Optimizing Product Provenance Verification using Data Valuation Methods
Raquib Bin Yousuf, Hoang Anh Just, Shengzhe Xu, Brian Mayer, Victor Deklerck, Jakub Truszkowski, John C. Simeone, Jade Saunders, Chang-Tien Lu, Ruoxi Jia, Naren Ramakrishnan
TL;DR
The paper tackles provenance verification in global supply chains by combining Stable Isotope Ratio Analysis with Gaussian process isoscapes and deploying a Shapley-based data valuation framework to optimize training data. It introduces forward and backward models for geographic origin inference, leverages atmospheric variables, and employs Truncated Monte Carlo Shapley to identify high value data points that improve model robustness and accuracy. The approach is validated on Quercus datasets and deployed within the World Forest ID system, yielding tangible enforcement outcomes and highlighting improvements over naive baselines. The work demonstrates that data valuation not only enhances model performance but also guides cost effective sampling in real world regulatory contexts, with implications for broader natural resource supply chains.
Abstract
Determining and verifying product provenance remains a critical challenge in global supply chains, particularly as geopolitical conflicts and shifting borders create new incentives for misrepresentation of commodities, such as hiding the origin of illegally harvested timber or stolen agricultural products. Stable Isotope Ratio Analysis (SIRA), combined with Gaussian process regression-based isoscapes, has emerged as a powerful tool for geographic origin verification. While these models are now actively deployed in operational settings supporting regulators, certification bodies, and companies, they remain constrained by data scarcity and suboptimal dataset selection. In this work, we introduce a novel deployed data valuation framework designed to enhance the selection and utilization of training data for machine learning models applied in SIRA. By quantifying the marginal utility of individual samples using Shapley values, our method guides strategic, cost-effective, and robust sampling campaigns within active monitoring programs. By prioritizing high-informative samples, our approach improves model robustness and predictive accuracy across diverse datasets and geographies.
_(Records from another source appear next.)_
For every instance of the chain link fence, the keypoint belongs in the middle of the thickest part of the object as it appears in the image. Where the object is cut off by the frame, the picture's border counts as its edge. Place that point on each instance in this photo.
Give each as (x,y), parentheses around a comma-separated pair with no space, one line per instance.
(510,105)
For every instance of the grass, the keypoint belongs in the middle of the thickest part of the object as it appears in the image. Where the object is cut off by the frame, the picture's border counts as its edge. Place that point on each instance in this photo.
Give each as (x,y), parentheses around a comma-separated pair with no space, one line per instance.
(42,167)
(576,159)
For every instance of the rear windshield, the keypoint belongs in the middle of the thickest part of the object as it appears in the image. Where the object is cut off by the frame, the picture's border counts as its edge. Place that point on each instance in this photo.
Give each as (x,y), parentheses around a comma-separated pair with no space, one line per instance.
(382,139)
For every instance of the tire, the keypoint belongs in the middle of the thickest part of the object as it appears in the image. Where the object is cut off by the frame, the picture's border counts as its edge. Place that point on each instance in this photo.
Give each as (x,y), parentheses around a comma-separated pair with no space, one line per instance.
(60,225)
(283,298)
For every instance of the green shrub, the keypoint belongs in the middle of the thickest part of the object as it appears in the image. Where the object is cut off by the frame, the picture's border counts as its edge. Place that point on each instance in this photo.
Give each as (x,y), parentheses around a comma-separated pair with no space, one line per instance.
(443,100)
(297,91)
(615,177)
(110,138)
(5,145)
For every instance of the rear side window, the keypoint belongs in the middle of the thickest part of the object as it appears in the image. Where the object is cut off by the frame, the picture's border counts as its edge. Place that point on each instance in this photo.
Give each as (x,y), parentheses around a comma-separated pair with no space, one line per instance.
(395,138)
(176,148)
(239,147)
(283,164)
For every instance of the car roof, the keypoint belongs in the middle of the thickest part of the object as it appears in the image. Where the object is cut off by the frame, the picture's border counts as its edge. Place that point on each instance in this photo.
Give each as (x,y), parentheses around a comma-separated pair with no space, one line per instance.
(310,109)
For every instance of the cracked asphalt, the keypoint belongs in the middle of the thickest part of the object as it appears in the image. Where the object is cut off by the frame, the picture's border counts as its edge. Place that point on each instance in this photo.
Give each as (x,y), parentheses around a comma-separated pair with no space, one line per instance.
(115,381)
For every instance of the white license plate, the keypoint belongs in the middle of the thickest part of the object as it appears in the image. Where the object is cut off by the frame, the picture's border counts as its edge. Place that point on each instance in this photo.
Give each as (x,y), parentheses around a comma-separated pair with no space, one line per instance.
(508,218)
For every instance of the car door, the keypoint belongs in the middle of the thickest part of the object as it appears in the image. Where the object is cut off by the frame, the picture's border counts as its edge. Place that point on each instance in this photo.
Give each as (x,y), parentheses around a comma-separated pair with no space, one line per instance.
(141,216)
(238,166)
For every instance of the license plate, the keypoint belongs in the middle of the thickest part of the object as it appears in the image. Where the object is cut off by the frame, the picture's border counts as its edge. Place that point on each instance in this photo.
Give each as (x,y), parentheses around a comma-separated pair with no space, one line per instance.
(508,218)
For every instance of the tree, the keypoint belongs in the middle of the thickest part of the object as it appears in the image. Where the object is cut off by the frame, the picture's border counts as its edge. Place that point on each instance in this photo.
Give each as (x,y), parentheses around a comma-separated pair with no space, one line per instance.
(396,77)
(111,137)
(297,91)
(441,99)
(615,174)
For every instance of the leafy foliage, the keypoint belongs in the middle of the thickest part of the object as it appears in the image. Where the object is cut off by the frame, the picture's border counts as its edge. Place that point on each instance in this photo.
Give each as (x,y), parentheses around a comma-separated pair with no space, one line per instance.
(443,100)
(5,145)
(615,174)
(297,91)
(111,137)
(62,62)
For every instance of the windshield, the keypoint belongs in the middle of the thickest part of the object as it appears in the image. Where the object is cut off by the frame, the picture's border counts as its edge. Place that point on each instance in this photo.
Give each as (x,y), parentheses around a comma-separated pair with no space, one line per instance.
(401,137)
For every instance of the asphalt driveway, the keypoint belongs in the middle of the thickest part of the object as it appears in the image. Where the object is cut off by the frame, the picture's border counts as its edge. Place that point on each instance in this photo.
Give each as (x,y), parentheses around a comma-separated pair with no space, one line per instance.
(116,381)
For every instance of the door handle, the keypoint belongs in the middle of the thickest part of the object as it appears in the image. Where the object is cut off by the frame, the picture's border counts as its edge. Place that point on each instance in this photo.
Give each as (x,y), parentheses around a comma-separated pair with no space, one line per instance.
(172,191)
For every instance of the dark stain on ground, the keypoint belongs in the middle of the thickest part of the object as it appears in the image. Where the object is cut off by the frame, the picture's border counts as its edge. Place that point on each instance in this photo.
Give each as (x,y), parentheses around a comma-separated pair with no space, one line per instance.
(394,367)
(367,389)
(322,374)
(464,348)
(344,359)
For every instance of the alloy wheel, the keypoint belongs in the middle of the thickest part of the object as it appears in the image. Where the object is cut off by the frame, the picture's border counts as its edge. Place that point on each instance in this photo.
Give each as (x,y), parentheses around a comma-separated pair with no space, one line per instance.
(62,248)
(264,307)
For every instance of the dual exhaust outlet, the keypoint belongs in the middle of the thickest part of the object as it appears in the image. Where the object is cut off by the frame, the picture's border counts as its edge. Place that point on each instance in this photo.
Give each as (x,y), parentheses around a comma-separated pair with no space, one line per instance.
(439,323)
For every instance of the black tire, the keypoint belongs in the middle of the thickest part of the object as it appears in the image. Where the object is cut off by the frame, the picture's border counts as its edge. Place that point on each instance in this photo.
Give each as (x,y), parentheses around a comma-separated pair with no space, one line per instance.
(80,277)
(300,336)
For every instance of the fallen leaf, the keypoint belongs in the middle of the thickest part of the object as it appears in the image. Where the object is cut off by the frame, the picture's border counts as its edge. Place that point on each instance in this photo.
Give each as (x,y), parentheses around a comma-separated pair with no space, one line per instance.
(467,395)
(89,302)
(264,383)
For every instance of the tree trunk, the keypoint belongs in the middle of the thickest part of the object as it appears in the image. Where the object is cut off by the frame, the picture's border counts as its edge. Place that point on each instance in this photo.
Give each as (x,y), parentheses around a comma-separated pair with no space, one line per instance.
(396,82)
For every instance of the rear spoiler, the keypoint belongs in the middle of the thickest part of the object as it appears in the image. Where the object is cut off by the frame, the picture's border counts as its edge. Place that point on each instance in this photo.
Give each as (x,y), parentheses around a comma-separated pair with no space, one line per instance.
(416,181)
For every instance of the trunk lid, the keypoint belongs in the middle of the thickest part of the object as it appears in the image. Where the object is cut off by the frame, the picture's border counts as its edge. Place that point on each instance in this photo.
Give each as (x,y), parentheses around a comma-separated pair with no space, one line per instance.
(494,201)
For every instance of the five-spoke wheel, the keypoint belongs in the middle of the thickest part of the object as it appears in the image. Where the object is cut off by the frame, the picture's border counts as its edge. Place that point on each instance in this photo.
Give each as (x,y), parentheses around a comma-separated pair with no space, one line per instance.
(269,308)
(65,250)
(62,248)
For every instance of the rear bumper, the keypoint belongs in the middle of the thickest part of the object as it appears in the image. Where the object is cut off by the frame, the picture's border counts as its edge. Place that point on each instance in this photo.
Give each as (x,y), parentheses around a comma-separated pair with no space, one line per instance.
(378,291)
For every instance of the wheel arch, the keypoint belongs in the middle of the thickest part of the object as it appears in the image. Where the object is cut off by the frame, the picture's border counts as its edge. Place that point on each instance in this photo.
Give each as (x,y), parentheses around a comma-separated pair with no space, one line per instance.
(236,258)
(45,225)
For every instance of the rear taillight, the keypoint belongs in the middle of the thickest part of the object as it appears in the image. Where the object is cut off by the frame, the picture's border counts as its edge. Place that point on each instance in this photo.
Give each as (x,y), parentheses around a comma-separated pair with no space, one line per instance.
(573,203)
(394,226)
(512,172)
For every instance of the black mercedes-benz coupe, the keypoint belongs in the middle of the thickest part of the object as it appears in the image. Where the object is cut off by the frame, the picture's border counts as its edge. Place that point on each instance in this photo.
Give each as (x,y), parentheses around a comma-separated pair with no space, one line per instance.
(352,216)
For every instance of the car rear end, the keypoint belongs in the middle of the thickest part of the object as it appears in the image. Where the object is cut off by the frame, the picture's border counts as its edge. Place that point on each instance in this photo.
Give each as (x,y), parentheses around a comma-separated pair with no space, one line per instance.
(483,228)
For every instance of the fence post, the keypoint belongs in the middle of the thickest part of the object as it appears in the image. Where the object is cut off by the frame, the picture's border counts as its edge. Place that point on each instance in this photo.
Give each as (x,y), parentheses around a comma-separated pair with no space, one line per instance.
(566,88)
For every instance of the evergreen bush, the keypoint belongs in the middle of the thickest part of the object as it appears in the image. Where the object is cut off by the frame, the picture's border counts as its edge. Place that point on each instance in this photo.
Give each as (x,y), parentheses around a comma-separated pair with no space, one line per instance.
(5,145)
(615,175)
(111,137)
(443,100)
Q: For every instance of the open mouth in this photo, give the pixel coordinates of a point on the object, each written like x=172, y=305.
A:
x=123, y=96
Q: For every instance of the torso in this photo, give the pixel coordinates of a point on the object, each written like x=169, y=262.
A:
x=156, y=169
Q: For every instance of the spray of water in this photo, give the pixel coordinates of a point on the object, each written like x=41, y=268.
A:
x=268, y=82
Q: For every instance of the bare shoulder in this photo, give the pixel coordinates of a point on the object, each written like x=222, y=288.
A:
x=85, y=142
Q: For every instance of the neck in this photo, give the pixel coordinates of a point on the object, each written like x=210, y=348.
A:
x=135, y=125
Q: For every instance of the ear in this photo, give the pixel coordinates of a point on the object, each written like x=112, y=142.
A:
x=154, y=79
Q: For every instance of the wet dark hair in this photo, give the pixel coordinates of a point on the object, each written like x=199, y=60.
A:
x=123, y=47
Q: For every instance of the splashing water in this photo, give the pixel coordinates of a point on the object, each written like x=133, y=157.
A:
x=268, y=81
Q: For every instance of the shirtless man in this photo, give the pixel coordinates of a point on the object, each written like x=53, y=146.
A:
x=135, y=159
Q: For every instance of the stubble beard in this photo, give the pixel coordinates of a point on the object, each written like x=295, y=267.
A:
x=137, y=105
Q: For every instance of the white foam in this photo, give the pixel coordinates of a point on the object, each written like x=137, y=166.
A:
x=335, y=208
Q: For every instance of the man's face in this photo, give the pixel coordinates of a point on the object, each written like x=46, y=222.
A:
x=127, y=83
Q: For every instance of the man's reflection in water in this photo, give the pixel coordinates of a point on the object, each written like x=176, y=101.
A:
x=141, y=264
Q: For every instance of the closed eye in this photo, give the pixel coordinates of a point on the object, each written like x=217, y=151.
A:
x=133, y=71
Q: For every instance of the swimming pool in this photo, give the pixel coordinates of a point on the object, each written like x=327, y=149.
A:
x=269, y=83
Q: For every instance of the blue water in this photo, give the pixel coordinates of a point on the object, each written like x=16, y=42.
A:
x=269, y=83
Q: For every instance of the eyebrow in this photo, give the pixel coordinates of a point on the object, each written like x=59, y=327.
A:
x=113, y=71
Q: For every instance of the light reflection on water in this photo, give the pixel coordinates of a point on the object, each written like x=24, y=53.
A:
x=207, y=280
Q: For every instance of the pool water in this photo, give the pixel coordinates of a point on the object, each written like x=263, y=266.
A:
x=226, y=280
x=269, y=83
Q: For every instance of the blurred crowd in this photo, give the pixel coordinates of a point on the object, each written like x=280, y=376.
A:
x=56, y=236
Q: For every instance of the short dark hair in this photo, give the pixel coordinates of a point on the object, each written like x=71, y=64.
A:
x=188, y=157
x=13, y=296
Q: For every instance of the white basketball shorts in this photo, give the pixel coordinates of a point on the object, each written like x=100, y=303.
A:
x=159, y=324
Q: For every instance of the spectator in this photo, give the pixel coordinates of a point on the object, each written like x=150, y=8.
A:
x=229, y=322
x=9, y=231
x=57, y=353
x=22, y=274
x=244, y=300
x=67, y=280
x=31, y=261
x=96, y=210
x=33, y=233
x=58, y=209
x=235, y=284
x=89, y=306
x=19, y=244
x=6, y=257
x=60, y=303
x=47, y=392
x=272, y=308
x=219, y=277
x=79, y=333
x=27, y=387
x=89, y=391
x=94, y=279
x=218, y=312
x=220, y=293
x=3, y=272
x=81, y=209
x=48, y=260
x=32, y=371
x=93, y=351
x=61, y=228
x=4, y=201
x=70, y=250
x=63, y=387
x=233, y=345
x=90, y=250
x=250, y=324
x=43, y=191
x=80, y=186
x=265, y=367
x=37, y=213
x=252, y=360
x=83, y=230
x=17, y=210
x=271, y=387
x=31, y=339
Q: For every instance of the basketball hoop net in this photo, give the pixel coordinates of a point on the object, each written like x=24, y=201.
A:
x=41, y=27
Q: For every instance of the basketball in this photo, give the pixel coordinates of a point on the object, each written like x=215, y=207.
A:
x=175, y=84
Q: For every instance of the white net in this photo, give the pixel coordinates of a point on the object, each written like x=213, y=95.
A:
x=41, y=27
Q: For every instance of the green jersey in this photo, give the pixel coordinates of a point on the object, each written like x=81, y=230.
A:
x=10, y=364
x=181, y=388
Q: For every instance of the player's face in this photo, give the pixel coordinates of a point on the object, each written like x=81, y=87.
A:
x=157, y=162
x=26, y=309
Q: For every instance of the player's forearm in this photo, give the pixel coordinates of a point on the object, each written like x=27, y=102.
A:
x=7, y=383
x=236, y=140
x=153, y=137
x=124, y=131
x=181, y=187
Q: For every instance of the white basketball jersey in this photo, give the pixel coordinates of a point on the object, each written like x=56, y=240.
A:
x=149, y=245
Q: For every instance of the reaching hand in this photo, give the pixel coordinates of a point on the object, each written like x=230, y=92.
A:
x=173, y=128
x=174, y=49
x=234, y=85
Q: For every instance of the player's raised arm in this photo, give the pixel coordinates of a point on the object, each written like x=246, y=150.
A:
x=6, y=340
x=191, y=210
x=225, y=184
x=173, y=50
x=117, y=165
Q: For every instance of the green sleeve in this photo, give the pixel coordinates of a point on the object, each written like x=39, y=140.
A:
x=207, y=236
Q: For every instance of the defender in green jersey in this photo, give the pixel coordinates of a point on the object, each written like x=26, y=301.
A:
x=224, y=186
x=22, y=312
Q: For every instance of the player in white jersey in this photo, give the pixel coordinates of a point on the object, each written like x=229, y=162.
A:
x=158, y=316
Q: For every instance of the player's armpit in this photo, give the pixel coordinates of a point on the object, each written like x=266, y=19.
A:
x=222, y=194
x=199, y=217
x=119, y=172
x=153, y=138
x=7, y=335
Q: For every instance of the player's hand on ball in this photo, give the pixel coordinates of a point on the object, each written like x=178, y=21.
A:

Our framework has been implemented and validated in a live provenance verification system currently used by enforcement agencies, demonstrating tangible, real-world impact. Through extensive experiments and deployment in a live provenance verification system, we show that this system significantly enhances provenance verification, mitigates fraudulent trade practices, and strengthens regulatory enforcement of global supply chains.